대한안과학회 학술대회 발표 연제 초록
 
발표일자: 2019년 11월 1일(금)~3(일)
발표번호: P(e-poster)-085
발표장소: B3 Parking Area
유리체 절제술을 병합하여 시행하거나 유리체 절제술을 시행한 안구에서의 인공수정체 도수 산출 공식의 정확성 비교
연세대학교 의과대학 안과학교실 시기능개발 연구소
조현아, 강현구, 최은영, 이성철, 이승규
목적 : To compare the accuracy of intraocular lens (IOL) power calculation based on standard keratometry (K) and the new total keratometry (TK) obtained from next-generation biometrics (IOLMaster® 700; Carl Zeiss Meditec, Oberkochen, Germany) in vitrectomized eyes or eyes undergoing combined phaco-vitrectomy. 방법 : Patients undergoing cataract surgery after previous vitrectomy or combined phaco-vitrectomy from Gangnam Severance Hospital (Yonsei University College of Medicine) between September 2018 and August 2019 were retrospectively reviewed. Only those eyes with successful in-the-bag placement of IOL were included.
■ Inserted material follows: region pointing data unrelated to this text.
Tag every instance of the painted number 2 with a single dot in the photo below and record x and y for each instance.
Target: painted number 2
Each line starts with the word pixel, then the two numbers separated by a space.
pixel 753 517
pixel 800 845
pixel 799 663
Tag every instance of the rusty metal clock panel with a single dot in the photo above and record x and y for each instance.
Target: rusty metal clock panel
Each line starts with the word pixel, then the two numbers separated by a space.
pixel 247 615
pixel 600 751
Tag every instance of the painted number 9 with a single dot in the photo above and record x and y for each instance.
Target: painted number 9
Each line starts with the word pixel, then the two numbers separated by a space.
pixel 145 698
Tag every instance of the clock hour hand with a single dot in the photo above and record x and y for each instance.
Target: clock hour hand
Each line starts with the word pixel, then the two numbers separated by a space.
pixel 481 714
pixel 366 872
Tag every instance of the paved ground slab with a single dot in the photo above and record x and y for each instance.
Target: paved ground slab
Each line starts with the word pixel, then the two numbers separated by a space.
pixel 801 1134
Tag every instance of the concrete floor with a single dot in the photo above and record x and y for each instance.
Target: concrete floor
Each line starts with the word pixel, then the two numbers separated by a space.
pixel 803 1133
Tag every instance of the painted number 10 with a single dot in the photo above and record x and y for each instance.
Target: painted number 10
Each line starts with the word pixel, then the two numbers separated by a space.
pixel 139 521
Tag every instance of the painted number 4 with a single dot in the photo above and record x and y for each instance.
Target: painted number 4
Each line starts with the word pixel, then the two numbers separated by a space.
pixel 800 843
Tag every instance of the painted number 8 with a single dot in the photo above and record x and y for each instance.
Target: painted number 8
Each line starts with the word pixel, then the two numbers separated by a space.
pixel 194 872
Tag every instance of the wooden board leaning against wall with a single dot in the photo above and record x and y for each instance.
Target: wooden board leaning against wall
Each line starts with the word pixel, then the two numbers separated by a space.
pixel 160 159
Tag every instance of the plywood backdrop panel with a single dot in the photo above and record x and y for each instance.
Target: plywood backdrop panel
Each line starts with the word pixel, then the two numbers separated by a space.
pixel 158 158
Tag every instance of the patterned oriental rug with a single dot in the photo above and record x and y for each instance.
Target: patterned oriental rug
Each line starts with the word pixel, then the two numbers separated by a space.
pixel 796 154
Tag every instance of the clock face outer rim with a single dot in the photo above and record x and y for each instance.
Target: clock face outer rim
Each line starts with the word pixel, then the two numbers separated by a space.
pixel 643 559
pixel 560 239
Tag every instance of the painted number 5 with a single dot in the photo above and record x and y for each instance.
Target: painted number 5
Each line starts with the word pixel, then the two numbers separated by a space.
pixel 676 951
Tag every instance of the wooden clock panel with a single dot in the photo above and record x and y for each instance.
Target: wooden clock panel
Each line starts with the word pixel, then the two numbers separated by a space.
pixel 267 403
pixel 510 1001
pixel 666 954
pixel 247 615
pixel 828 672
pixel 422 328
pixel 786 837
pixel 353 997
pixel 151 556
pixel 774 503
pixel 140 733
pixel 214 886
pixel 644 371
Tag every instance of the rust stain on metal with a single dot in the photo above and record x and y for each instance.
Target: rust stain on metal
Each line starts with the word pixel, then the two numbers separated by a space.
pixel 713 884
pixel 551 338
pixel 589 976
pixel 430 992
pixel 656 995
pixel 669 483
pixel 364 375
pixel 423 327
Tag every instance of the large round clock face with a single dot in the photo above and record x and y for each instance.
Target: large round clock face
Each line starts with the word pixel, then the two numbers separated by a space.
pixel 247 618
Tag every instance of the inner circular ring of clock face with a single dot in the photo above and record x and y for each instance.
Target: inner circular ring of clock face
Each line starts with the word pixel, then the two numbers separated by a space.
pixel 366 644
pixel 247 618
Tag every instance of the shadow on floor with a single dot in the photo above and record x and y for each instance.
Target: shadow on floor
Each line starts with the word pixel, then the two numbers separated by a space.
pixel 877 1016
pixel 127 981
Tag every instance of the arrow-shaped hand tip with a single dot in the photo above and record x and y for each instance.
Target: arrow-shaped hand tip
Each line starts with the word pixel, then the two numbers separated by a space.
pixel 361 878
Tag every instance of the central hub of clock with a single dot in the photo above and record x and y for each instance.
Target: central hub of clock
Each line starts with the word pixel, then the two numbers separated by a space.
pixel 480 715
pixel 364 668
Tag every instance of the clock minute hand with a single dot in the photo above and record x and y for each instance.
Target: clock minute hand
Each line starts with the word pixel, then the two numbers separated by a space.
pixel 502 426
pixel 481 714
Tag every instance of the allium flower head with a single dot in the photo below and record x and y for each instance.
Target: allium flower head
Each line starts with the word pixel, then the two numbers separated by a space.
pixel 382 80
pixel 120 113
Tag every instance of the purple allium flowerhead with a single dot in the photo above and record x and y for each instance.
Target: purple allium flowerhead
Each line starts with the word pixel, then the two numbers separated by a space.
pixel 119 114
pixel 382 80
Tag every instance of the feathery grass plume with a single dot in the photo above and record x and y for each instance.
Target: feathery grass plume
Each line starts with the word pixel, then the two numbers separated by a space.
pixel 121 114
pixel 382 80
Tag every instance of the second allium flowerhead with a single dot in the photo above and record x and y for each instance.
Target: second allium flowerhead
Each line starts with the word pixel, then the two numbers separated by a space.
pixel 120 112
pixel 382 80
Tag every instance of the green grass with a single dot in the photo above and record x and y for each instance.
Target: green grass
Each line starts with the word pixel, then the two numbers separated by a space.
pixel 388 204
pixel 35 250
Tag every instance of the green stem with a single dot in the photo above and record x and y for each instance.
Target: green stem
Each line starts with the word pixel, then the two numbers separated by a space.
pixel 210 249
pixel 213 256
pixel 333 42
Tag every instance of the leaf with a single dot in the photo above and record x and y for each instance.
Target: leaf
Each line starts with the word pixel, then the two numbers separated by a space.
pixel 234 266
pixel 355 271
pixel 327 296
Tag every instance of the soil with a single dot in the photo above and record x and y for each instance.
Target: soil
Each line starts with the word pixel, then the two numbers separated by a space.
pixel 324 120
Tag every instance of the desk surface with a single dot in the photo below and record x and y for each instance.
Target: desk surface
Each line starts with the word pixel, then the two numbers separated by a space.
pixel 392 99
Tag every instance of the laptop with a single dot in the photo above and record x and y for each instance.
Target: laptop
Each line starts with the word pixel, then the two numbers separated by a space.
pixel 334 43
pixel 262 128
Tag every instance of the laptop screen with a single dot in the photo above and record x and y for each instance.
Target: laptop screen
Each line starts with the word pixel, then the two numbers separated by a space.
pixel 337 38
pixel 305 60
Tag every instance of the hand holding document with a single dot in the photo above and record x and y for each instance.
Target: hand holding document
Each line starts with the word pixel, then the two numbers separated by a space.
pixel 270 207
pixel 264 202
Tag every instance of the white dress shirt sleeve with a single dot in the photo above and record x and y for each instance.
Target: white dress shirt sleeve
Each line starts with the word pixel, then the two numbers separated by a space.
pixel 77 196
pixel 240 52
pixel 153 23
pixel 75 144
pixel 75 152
The absolute prediction error (APE) of spherical equivalence was calculated based on K and TK (including posterior corneal surface and pachymetry) and compared at 1-month post-operation using the classic IOL calculation (SRK/T) and the new formula (Barrett TK Universal II). 결과 : Thirty-three eyes (33 patients, mean age 67.7 years, mean axial length 23.7mm) were included: 2 eyes (6%) with previous vitrectomy and 31 eyes (94%) undergoing combined surgery. The most common diagnosis was epiretinal membrane (17 eyes, 52%); a 1-piece monofocal IOL (Tecnis ZCB00; Johnson&Johnson, CA, USA) was most commonly used (20 eyes, 61%). The mean APE was 0.61±0.7 diopters (D) (range 0.02-2.80) for SRK/T and 0.18±0.3 (0-0.7) for Barrett TK Universal II (P=0.01, Wilcoxon test). APE was within ±0.25 D in 36% of SRK/T versus 80% in Barrett TK Universal II (P=0.028, McNemar test). 결론 : In vitrectomized eyes, a higher prediction accuracy can be expected from the newer Barrett TK Universal II using next-generation biometrics compared to the standard K used by the classic SRK/T formula.